Su médico le ayudará a determinar cuándo es físicamente seguro volver a intentarlo. Una vez que usted y su pareja hayan acordado volver a intentarlo, asegúrense de:
• Buscar un médico o partera comprensivos que estén dispuestos a brindarles los cuidados que necesitan. Es posible que deba consultar a un especialista en fertilidad o en maternidad.
• Hablar con su médico sobre el mejor momento para volver a intentarlo y considerar los factores físicos que pueden influir en el intento. Por ejemplo, es posible que sus pechos tengan leche y quizá pase algún tiempo antes de que deje de tener hemorragias. Su médico puede sugerirle esperar cierto número de períodos menstruales antes de intentarlo.

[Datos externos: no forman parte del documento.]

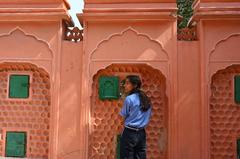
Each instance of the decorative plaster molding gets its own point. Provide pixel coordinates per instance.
(220, 42)
(25, 62)
(18, 29)
(121, 34)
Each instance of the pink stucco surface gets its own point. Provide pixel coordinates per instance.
(122, 37)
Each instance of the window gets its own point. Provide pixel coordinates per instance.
(19, 86)
(16, 144)
(108, 87)
(237, 89)
(118, 147)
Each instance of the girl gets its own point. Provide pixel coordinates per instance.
(136, 112)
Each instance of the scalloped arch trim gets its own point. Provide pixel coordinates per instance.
(129, 44)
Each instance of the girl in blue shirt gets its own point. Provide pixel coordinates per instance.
(136, 111)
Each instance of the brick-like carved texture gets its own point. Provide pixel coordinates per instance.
(32, 114)
(107, 123)
(224, 114)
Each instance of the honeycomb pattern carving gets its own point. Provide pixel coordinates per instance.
(224, 114)
(107, 123)
(31, 115)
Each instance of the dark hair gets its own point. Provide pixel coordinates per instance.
(145, 102)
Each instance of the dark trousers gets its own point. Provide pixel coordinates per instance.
(133, 144)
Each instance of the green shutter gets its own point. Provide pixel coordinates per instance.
(237, 89)
(19, 86)
(118, 146)
(16, 144)
(108, 87)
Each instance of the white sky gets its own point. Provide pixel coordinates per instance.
(76, 7)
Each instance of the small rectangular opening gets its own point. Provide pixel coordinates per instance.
(15, 144)
(19, 86)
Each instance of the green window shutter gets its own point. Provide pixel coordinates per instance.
(237, 89)
(118, 146)
(19, 86)
(108, 87)
(16, 144)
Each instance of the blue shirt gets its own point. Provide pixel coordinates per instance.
(132, 112)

• Consultar a un especialista en genética, si es necesario.
• Seguir un estilo de vida sano evitando el alcohol, el tabaco y las drogas ilegales; tomar un complejo multivitamínico que contenga ácido fólico todos los días; llevar una dieta saludable que incluya alimentos ricos en ácido fólico, como cereales enriquecidos, verduras de hoja verde, legumbres y jugo de naranja.

Intentando quedar embarazada
Intentar quedar embarazada nuevamente puede ser un sube y baja emocional para usted. Por un lado, tiene esperanzas y se siente bien por hacer algo positivo. Por el otro, quizá se sienta obsesionada con quedar embarazada y ansiosa por el resultado. Es posible que también se sienta enojada por tener que pasar por lo mismo nuevamente. Incluso en las mejores condiciones, puede tener miedo del resultado de otro embarazo. Transmita abiertamente sus sentimientos y temores a su pareja y busque apoyo emocional si lo necesita.

Cuando quede embarazada
La mayoría de las mujeres queda embarazada dentro del año de haber perdido a su bebé. Recuerde que es normal sentir dolor por la muerte de su bebé, incluso durante un embarazo posterior. Cuando quede embarazada:
• Piense en positivo y recuerde que cada embarazo es diferente y que cada bebé es único y especial.
• Reciba los cuidados prenatales necesarios en cuanto quede embarazada.
• Tome medidas adecuadas para su salud. Continúe recibiendo los cuidados prenatales y tomando ácido fólico. Coma alimentos saludables, beba mucha agua y descanse mucho. Reduzca el estrés y evite el tabaco, las drogas ilegales y el alcohol.
• Ocúpese de su atención médica. Obtenga información sobre el embarazo, cuidados prenatales y otros temas que la ayudarán a reducir su ansiedad.
• Considere cómo se siente y si desea o no realizarse pruebas de diagnóstico prenatales. Estas pruebas son útiles para identificar situaciones que pueden vigilarse para evitar problemas después.
• Reconozca que este embarazo puede ser difícil mental y emocionalmente, además de exigirle mucho a su físico, y que el momento más difícil de superar será el momento en que sufrió la pérdida en su embarazo anterior.
• Consulte a sus médicos para estar tranquila y no deje de hacerles saber sus preocupaciones y temores.